On the 27th of October, 1867, Bro. Crutcher, being then in his fiftieth year, and having devoted himself untrammeled to his ministry for a number of years, was married to Mrs. Mary D. Yancey, a sister of Rev. M. B. DeWitt. But a year or two after this event Bro. Crutcher's health became poor, and continued to decline until it was thought necessary to seek a higher atmosphere, which he did, and spent a year in the mountainous region, including Kerr county, Texas, without avail. After having organized a church there he was obliged to return; and finally stopped at Round Rock, which was his last earthly home. During several years he has lingered and suffered, both in body from disease, and in mind from privation. The writer saw him last in October, 1876, at the meeting of Synod. He was very feeble, but true to his character was at his post as Stated Clerk of Synod. His sufferings were ended, and his liberated spirit was permitted to be with Christ on the 30th of December, 1876.
His companion says of his last hours: "His soul rested in a Saviour's love and mediation, and how calmly and sweetly he went to sleep in Jesus. Bro. Davis was with us all day of the 30th of December, and sang some precious songs for him, and throughout the day (when not suffering) he seemed in happy anticipation of the blessed hour of release from all pain and suffering. To one brother, who came in and inquired of him his condition, he answered, with light on his countenance, 'My brother, I am nearing the port.' He fell asleep in Jesus at 10 o'clock at night."
He had four children. One was waiting to welcome him on the other shore, and three little daughters are left to the buffetings of this dreary world.

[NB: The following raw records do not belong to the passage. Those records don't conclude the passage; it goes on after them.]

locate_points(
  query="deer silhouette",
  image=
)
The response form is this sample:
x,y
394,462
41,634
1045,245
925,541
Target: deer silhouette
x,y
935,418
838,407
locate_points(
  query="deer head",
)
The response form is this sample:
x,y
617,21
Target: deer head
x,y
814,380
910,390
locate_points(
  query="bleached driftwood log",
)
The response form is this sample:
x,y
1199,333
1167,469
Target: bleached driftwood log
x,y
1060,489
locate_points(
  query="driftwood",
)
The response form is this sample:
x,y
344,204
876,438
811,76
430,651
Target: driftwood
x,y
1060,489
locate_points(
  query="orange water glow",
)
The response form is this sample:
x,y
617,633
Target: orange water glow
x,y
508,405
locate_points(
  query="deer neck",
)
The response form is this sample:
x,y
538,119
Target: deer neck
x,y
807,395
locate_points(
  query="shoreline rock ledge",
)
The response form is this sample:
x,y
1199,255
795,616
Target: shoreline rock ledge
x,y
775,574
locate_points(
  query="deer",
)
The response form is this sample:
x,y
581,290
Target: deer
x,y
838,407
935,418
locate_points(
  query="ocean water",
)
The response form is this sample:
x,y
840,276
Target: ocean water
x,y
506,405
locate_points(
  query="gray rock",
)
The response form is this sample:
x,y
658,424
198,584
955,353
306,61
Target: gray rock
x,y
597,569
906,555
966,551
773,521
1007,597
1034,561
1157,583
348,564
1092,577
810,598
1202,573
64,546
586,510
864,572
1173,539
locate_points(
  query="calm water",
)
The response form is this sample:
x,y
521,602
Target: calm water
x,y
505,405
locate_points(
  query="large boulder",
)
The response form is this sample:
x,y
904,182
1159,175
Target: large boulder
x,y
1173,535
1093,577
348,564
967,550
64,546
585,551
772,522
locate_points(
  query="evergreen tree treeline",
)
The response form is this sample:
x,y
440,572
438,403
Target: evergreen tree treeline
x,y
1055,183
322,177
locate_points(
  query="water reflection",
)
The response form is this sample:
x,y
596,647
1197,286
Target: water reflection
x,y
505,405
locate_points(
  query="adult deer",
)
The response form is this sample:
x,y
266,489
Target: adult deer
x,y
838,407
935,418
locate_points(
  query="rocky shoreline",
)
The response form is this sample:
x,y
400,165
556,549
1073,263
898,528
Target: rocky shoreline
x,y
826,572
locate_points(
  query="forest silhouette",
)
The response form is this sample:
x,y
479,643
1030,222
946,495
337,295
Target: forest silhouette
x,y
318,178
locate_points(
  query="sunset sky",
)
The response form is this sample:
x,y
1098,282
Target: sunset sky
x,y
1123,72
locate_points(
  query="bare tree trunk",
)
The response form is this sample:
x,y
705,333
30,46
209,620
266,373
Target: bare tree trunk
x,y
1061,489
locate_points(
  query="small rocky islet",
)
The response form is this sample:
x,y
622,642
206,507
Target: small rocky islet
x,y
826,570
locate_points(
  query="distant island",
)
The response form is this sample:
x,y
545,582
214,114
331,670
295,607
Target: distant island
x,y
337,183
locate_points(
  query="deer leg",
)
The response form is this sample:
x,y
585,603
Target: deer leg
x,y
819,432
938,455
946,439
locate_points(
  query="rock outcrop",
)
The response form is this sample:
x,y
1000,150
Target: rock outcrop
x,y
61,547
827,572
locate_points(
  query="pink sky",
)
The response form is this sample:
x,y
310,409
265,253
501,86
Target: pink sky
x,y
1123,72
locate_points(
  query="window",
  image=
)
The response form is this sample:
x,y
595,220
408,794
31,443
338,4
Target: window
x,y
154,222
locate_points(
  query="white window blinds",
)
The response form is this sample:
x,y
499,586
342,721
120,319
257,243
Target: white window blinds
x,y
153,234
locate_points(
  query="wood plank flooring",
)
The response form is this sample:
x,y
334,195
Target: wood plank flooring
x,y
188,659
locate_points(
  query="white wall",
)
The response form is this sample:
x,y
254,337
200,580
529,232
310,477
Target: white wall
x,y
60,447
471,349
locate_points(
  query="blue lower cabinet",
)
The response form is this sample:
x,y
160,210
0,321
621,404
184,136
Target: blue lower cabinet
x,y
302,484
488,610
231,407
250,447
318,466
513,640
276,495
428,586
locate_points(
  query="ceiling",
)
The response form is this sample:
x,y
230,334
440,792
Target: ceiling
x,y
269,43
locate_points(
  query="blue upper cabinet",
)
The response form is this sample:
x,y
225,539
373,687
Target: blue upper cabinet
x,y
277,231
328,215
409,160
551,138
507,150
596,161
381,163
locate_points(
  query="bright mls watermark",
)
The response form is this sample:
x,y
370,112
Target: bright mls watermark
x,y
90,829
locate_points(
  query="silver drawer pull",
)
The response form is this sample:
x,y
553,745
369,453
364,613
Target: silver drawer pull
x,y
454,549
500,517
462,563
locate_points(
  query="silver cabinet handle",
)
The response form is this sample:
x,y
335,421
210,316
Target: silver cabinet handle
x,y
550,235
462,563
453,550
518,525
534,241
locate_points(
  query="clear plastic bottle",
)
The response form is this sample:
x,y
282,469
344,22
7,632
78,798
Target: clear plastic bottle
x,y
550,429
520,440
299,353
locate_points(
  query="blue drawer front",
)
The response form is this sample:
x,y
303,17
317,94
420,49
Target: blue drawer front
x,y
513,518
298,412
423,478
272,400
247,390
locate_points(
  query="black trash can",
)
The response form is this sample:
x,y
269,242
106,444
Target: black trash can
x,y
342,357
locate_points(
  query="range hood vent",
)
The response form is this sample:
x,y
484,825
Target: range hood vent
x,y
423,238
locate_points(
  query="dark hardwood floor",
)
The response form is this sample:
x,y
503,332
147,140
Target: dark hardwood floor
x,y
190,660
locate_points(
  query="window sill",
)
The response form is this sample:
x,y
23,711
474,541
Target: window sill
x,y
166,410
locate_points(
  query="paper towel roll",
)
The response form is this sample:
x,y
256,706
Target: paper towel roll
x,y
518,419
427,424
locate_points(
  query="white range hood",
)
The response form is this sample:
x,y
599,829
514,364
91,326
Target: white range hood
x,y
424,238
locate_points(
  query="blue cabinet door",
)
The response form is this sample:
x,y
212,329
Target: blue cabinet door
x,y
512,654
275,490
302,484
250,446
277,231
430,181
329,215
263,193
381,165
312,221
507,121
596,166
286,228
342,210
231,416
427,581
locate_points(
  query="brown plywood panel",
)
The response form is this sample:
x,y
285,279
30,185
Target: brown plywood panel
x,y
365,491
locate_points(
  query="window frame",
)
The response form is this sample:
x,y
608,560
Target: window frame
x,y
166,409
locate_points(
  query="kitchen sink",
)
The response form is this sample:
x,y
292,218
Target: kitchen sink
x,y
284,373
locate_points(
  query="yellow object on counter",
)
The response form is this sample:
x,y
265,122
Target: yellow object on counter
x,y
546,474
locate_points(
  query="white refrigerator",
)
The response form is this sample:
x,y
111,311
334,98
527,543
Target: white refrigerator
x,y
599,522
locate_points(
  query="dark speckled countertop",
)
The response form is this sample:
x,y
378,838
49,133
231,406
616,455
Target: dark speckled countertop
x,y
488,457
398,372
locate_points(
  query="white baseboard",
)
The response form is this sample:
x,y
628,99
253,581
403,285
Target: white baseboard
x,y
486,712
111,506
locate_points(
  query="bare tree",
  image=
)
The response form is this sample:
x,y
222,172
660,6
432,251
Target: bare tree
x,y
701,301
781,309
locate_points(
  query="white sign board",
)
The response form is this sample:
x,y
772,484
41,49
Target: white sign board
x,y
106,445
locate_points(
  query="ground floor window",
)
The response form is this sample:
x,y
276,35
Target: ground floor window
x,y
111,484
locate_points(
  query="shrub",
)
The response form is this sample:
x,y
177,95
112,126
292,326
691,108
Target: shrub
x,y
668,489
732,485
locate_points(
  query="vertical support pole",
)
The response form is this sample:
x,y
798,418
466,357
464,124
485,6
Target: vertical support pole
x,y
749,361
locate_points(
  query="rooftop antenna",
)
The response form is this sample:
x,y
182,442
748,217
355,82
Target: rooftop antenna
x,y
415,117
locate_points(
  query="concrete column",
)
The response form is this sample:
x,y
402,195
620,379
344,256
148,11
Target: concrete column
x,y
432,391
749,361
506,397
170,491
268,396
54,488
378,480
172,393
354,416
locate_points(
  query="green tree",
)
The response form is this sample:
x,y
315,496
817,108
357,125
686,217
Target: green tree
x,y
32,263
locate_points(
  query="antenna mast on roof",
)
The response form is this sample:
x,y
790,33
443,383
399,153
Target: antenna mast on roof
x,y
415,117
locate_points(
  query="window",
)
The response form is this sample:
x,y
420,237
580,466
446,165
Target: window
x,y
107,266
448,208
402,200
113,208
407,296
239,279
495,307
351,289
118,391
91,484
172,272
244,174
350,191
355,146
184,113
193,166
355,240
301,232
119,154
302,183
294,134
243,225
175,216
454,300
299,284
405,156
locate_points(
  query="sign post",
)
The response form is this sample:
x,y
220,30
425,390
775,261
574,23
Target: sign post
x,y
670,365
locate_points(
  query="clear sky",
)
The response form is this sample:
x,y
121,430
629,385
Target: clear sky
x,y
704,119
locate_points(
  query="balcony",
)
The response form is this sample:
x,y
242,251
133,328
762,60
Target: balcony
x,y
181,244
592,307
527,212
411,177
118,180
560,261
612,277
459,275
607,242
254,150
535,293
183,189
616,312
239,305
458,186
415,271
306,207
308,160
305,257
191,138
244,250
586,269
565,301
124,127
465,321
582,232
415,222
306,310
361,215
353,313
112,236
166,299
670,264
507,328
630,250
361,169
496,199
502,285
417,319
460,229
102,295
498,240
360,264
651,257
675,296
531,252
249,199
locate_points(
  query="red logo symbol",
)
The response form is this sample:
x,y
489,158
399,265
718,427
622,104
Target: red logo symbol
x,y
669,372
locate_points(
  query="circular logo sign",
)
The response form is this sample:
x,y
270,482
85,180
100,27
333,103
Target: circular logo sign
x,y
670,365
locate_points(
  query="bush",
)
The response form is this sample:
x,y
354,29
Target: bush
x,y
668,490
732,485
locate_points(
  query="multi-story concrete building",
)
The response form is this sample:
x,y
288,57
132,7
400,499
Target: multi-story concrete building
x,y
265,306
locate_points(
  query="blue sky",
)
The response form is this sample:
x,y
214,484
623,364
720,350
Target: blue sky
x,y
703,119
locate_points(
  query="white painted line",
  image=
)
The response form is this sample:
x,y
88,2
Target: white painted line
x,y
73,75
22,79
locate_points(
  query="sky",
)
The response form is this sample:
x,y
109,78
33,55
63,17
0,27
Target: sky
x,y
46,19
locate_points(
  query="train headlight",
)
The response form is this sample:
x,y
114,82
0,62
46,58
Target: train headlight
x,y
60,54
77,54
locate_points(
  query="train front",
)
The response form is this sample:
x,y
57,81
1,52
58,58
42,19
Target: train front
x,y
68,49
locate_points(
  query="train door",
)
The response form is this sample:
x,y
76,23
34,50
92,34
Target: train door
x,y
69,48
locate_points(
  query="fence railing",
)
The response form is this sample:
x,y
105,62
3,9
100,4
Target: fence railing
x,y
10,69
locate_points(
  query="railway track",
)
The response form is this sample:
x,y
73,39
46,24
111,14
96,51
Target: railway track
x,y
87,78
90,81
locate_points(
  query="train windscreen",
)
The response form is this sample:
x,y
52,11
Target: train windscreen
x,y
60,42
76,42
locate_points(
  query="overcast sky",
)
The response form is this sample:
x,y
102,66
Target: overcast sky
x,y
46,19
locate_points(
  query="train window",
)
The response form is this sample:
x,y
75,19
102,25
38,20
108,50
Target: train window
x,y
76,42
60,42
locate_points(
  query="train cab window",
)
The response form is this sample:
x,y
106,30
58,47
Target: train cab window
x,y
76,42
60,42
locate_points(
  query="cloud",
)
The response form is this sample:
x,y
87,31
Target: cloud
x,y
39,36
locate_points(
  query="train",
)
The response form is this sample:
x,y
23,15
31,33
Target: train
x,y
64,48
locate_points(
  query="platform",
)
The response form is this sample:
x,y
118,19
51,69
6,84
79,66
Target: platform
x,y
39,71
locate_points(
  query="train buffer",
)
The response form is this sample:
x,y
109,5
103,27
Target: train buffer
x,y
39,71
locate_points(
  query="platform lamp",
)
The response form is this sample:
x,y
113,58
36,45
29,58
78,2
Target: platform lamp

We do not pretend to say that our brother was without faults. No woman could have a finer sense of propriety, and consequently the world all around him was full of that which would shock his sense. Meanness, wrong, impropriety of any kind was an offense to him. It was a struggle for him to bear them, and this was the source of his greatest trials.
Besides his devotion to the work of the ministry, which has been mentioned, his punctuality was worthy of note. He could seldom be charged with wasting other people's time. We could always depend on his being at Presbytery and Synod. "he always specifies an hour at which he would preach," says Bro. Walker, "and I have known him often to commence at that hour, if there were but two or three persons present."
His promptness was no less remarkable. It was a rule from which he did not deviate, to preach or perform any religious service when requested to do so, without trying to excuse himself. He took no duty imposed upon him by his Presbytery as a hardship: he would acquiesce without a murmur.
It was his rule to preach short sermons, and in order to this they were to the point. There was no waste of words. His sermons were clear, forcible presentations of divine truth, and he would often close them up before inattentive hearers would be looking for it. I never heard any one say his sermons were too long. If they complained at all, it was that they were so short.
But he is gone, and we believe that his soul is at rest, that he dies in the Lord, and that his end is everlasting life. We miss him in the pulpit and in the judicatories of the Church. May his mantle fall on some one else as useful, and may God raise up friends to care for his wife and little children.